StrategEast State and IT Eurasian Forum-2025


Global IT Trends 2025: Navigating the AI Economy

Kirill Sorokin, Consulting Partner, EY Azerbaijan

“When it comes to competitiveness in AI today, we’re seeing a global shift. Until recently, success was often measured by a company’s size, access to capital, or government ties. But those indicators matter far less now. The real measure of competitiveness in AI is how fast an organization can learn — especially from its own mistakes. The failures of the 90% that fall behind offer valuable lessons about what not to do and where new opportunities might lie. Right now, the most competitive players in AI are those who learn the fastest and operate the most efficiently. And efficiency is not only about sustainability — it’s about the very real cost of running AI models, which consume enormous amounts of electricity. In many ways, success comes down to innovation speed and the lowest power bill.”

Amy Peck, Founder&CEO, EndeavorXR

“When we talk about responsible AI, the first question on everyone’s mind is how to deploy this technology ethically and safely. Beyond the current buzzwords — agentic AI, AI at the edge, and many other — the most meaningful applications will vary from company to company. The essential starting point is to establish strong AI governance structures within the organization. The next critical element is data. Companies sit on vast archives of historical data while also generating large volumes of dynamic, real-time data. It is crucial to ensure that these data assets are properly structured, cleaned, and ready to be integrated into future business workflows.

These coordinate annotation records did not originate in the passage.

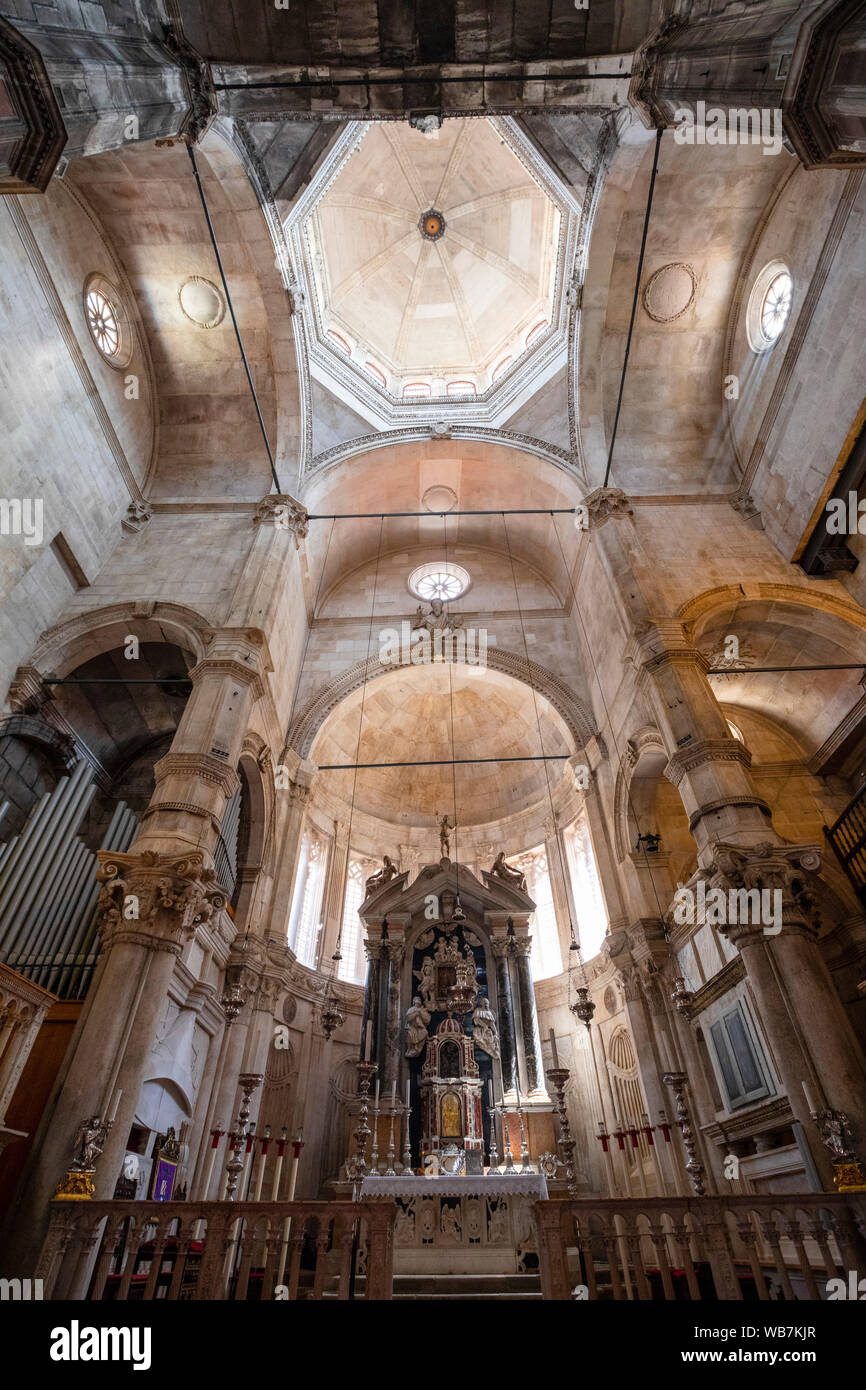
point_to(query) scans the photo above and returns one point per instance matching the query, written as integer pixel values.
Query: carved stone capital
(138, 516)
(154, 900)
(786, 869)
(705, 751)
(606, 503)
(284, 512)
(198, 79)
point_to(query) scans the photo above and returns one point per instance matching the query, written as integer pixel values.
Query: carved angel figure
(506, 873)
(427, 982)
(384, 875)
(484, 1027)
(89, 1143)
(417, 1022)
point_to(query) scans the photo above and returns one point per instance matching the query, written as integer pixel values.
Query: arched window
(546, 957)
(352, 965)
(585, 887)
(305, 926)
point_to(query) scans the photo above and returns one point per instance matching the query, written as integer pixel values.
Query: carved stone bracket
(281, 510)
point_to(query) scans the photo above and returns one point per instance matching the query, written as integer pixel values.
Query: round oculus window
(107, 321)
(769, 306)
(438, 580)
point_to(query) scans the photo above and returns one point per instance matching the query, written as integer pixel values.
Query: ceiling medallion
(431, 224)
(669, 292)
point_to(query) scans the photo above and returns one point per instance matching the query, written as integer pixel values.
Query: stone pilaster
(149, 908)
(808, 1027)
(508, 1041)
(528, 1019)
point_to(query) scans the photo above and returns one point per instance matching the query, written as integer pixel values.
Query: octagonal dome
(433, 266)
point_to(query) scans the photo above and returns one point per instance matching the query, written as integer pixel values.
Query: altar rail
(129, 1251)
(701, 1248)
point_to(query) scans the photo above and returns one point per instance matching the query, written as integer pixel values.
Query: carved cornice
(205, 766)
(705, 751)
(719, 986)
(813, 93)
(31, 154)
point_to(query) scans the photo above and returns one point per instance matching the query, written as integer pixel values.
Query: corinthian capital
(154, 900)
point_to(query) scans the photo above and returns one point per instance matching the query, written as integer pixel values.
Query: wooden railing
(702, 1247)
(129, 1250)
(848, 838)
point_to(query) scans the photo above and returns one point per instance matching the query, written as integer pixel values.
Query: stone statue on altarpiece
(384, 875)
(445, 837)
(427, 982)
(485, 1033)
(506, 873)
(417, 1023)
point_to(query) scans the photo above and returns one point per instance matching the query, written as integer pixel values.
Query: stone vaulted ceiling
(448, 299)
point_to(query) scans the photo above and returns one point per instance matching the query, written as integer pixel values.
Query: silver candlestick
(407, 1169)
(524, 1150)
(494, 1150)
(506, 1143)
(558, 1076)
(391, 1169)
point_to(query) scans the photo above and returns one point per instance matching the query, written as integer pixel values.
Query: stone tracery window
(546, 957)
(352, 966)
(585, 887)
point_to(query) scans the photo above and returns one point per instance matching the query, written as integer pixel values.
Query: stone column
(153, 900)
(508, 1041)
(708, 765)
(371, 994)
(335, 891)
(804, 1018)
(528, 1018)
(293, 781)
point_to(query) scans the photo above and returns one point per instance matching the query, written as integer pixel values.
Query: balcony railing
(701, 1248)
(848, 838)
(129, 1251)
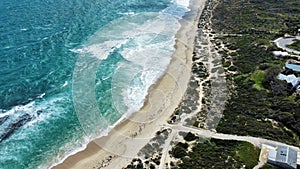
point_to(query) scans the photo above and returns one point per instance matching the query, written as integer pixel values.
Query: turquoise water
(70, 69)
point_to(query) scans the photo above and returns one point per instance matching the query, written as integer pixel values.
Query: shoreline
(111, 151)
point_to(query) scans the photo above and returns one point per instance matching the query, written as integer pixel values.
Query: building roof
(286, 155)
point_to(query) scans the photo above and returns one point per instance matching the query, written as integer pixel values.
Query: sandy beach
(123, 142)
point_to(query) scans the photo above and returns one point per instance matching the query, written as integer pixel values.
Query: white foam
(41, 96)
(148, 56)
(100, 51)
(184, 3)
(26, 108)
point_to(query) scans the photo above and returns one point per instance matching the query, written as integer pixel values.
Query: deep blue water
(68, 63)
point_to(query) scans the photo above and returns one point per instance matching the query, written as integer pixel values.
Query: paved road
(256, 141)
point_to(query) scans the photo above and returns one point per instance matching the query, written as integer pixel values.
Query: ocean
(72, 69)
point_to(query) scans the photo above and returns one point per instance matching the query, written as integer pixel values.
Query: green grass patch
(216, 153)
(258, 77)
(247, 153)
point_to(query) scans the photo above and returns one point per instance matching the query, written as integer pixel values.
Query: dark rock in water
(39, 112)
(14, 126)
(3, 119)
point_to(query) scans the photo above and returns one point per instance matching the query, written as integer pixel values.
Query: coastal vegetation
(295, 45)
(214, 153)
(260, 104)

And when we talk about the future of business, it’s not only about immediate AI implementation for productivity gains — although we know that many AI tools, especially LLMs, can be deployed right away to boost efficiency. The larger objective is to build the long-term foundations that enable companies to leverage AI strategically, sustainably, and responsibly.”

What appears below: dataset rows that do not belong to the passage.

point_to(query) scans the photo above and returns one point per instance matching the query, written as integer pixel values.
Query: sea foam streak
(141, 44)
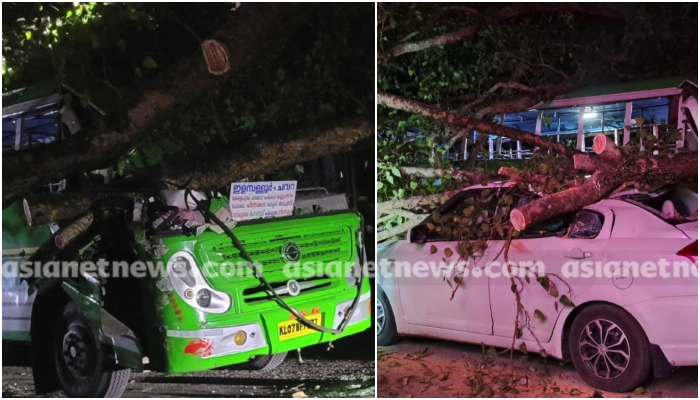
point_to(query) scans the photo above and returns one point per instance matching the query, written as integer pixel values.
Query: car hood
(690, 229)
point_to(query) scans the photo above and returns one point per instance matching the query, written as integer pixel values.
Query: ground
(420, 367)
(346, 371)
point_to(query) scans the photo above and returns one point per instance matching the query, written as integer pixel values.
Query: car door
(560, 265)
(431, 292)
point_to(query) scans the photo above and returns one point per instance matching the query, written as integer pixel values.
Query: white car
(627, 266)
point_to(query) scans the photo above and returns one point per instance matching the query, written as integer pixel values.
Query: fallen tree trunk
(246, 33)
(46, 208)
(610, 173)
(482, 126)
(264, 155)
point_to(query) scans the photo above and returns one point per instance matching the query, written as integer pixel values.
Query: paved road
(419, 367)
(346, 371)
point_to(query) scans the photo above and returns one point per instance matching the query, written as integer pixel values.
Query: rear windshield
(674, 204)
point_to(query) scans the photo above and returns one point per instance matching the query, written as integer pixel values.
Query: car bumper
(196, 350)
(671, 323)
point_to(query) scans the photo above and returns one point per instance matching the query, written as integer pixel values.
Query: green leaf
(149, 63)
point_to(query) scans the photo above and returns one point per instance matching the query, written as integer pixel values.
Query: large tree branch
(245, 34)
(266, 153)
(501, 14)
(482, 126)
(534, 96)
(213, 171)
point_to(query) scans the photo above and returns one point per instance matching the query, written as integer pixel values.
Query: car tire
(78, 358)
(386, 324)
(267, 363)
(609, 348)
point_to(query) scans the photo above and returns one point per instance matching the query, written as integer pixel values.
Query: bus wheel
(267, 363)
(78, 358)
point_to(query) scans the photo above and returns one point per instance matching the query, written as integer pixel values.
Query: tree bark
(264, 154)
(46, 208)
(246, 34)
(608, 176)
(483, 127)
(255, 158)
(501, 15)
(439, 173)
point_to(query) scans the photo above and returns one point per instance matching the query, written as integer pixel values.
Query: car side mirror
(419, 234)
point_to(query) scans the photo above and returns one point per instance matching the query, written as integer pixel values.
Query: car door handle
(578, 254)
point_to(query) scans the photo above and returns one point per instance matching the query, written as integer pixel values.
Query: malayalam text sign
(253, 200)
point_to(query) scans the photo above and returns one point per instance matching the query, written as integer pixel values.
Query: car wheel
(78, 358)
(386, 325)
(267, 363)
(609, 348)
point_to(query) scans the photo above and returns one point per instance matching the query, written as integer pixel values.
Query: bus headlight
(190, 285)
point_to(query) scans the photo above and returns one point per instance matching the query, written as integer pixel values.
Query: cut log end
(216, 56)
(599, 143)
(605, 147)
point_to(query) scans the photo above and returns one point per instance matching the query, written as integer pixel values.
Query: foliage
(324, 71)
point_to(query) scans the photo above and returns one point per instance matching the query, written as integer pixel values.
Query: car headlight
(189, 283)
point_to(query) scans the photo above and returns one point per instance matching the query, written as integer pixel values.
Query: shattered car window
(585, 224)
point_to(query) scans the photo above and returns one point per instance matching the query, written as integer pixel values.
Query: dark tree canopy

Sabir Mardanov, Head of Data & AI, Azercell Telecom

“Looking from the perspective of a practitioner who has been implementing AI solutions for many years — long before GenAI, going back to early deep learning and even traditional machine learning — I’ve found that the universal formula for success remains remarkably consistent. The key strategic enablers are always the same: strong executive leadership, a clear product-driven mindset, repeatable and reusable data foundations, and production-grade, robust platforms. To me, this is the essential bundle required for meaningful progress. Once these elements are in place, everything else — talent, change management, compliance, measurement — can align behind them. These are the factors that truly help organizations move beyond pilot projects and scale AI use cases effectively across the enterprise.”

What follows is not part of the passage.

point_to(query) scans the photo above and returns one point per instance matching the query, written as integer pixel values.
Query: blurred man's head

Ryan Wang, Co-founder and General Partner of Outpost Capital, Managing Partner at Solaris Venture Partners

“In the short term, we’re seeing billions of dollars flow into AI — from both venture capital and infrastructure investment. Whether these numbers are ultimately justified is still a question, especially since so much capital is chasing a limited number of high-quality companies. Valuations reflect this: firms like Figure AI, still pre-product and pre-revenue, are already valued at around $40 billion. We’re also seeing the rise of “day-one unicorns. However, when we look at a slightly longer horizon—two to three years—the picture changes. The explosive adoption of technologies like ChatGPT, which reached 100 million daily active users within six months, shows how fast AI startups can scale. This acceleration in user growth and product development suggests that today’s massive investments may indeed be justified. Given the current momentum and the hyper-growth potential of AI companies, it’s reasonable to expect many of these investments to pay off — provided investors remain patient.”